The measurements were taken by Cecil Dilley and Charles Elliott, and the tree still stands to show for itself. As a general thing, the sarvis is more of a bush rather than a tree, and one more than six or eight inches in diameter is the exception.
Born to Mr. and Mrs. William Cackley, at Millpoint, June 6, 1921, a daughter.
May 20, 1921, Clowney Edgar McCoy and Miss Mamie Jackson at the Methodist parsonage.
May 25, 1921, Dennis B. Cloonan and Miss Virgie M. Taylor.

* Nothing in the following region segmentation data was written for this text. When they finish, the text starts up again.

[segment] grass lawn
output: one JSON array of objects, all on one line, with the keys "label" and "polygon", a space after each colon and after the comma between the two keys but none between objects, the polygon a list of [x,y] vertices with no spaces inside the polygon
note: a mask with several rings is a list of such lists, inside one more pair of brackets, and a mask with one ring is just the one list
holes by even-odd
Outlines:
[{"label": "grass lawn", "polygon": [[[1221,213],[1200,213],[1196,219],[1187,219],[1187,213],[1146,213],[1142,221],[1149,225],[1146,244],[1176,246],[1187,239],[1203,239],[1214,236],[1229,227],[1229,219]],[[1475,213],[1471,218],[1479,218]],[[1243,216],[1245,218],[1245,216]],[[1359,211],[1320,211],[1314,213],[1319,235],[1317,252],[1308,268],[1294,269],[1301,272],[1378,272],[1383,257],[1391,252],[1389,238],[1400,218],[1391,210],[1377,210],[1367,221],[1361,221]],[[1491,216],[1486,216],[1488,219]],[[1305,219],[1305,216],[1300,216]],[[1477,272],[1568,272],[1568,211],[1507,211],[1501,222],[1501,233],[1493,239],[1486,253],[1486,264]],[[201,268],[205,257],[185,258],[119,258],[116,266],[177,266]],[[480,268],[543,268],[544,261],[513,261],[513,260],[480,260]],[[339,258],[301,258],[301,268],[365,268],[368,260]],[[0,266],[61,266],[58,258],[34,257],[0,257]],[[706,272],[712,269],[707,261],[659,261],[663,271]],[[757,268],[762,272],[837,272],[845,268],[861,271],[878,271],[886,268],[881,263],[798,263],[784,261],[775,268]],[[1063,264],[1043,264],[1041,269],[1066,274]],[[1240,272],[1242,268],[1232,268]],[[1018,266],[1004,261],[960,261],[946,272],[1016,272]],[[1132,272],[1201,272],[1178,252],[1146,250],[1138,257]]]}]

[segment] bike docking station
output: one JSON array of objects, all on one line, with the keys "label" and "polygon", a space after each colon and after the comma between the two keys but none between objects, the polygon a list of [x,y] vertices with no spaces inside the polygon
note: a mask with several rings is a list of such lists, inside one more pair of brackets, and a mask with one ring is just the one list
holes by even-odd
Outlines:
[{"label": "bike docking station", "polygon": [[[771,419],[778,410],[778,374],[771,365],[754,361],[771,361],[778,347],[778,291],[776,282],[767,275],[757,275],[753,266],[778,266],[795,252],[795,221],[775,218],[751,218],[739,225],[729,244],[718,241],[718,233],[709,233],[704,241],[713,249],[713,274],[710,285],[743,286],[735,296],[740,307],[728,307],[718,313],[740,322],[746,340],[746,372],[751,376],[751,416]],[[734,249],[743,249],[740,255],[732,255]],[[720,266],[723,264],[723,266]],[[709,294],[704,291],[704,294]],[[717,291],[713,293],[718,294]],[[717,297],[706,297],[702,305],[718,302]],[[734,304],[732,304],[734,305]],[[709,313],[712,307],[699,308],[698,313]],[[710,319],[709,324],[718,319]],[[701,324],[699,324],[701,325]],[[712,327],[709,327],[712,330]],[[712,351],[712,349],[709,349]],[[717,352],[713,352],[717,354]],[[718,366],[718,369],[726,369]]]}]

May 25, 1921, Thomas Frank Mann and Miss Annie Shafer.
May 28, 1921, Clyde Leonard Gillispie and Mill Flossie Gladys Sutpin, at the home of William Darnell.
June 4, 1921, Lyle Winters Hultz and Miss Ina Lester Lewis, at the parsonage.
June 2, 1921, William Kennicutte and Miss Nellie Arbogast.
June 3, 1921, John R. Sampson and Miss Viola V. Alderman.
Grace, the little five year old daughter of Mr. and Mrs. Noah Bright, died Monday morning after a short illness of membranous croup.
– – –
Eileen McNeill, the little daughter of Mr. and Mrs. Locke McNeill, was buried Tuesday afternoon at 2:30 o’clock in the McNeill cemetery. She was two years, three months and twenty-six days old. Rev. F. B. Wyand of the Methodist Church, this city, was in charge of the services. The family extends their thanks to the friends and neighbors for their kindness during the illness and death.